Here's my two cents on Pizzaiolo (for whatever they're worth). Here are the ingredients (bold mine)http://www.stanislausfoodproducts.com/_pdfs/Pizzaiolo-Autentico-Pizza-Sauce.pdf
Vine-ripened fresh tomatoes, blend of extra
virgin olive oil and sunflower oil, salt,
oregano, black pepper, granulated garlic and
naturally derived citric acid.
First off, there's never any oil in authentic NY style pizza sauce. One or two places might drizzle oil on the pie pre or post bake, but never in the sauce. The oil diminishes the brightness of the tomato and takes away from the aesthetic. In addition, oil in the sauce adds overall oiliness to the cheese. Good aged mozzarella should give off a healthy dose of oil- enough so that, when tilted downward, oil should drip off the point of the slice. It's standard operating procedure to blot the top of your cheese with a napkin to take off some of grease. At least, it was. If you add oil to that equation, it's too grease-y.
Second, some places use granulated garlic, but, anyone with any kind of culinary know how understands the superiority of fresh garlic.
Third, these are California tomatoes. California tomatoes are always a little tart, always require a little sugar.
There you have it, two ingredients I'd never use and one ingredient I always add (to California tomatoes). And they expect me to pay extra for this than if I combined the ingredients myself? Not a chance.

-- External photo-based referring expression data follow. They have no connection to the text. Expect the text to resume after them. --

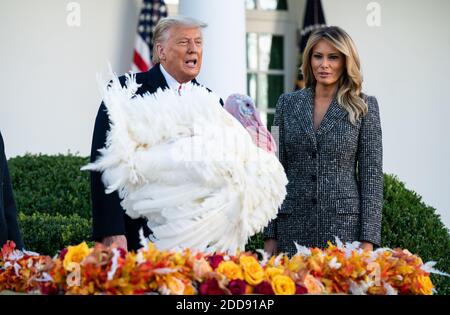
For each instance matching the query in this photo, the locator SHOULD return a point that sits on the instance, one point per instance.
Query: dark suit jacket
(335, 174)
(109, 218)
(9, 229)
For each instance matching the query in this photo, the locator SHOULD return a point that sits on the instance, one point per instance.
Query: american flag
(152, 11)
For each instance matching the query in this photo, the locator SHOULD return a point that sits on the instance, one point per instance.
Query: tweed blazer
(335, 174)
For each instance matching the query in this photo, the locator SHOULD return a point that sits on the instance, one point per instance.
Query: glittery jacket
(335, 174)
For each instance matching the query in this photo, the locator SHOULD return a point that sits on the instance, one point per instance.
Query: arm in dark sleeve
(107, 213)
(13, 231)
(370, 170)
(271, 230)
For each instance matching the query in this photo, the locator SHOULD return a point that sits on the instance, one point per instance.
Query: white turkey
(184, 163)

I know that the idea of a ready made pizza sauce appeals to a lot of people, but, here in NY, where cheap labor is relatively abundant and margins tight, you're not going to find many owners paying a premium for a sauce they can make cheaper themselves- especially a sauce that they can make better themselves. I'm sure there's plenty of dollar store places that just default to ready made products like this, but no pizzeria with any kind of pride would stoop this low.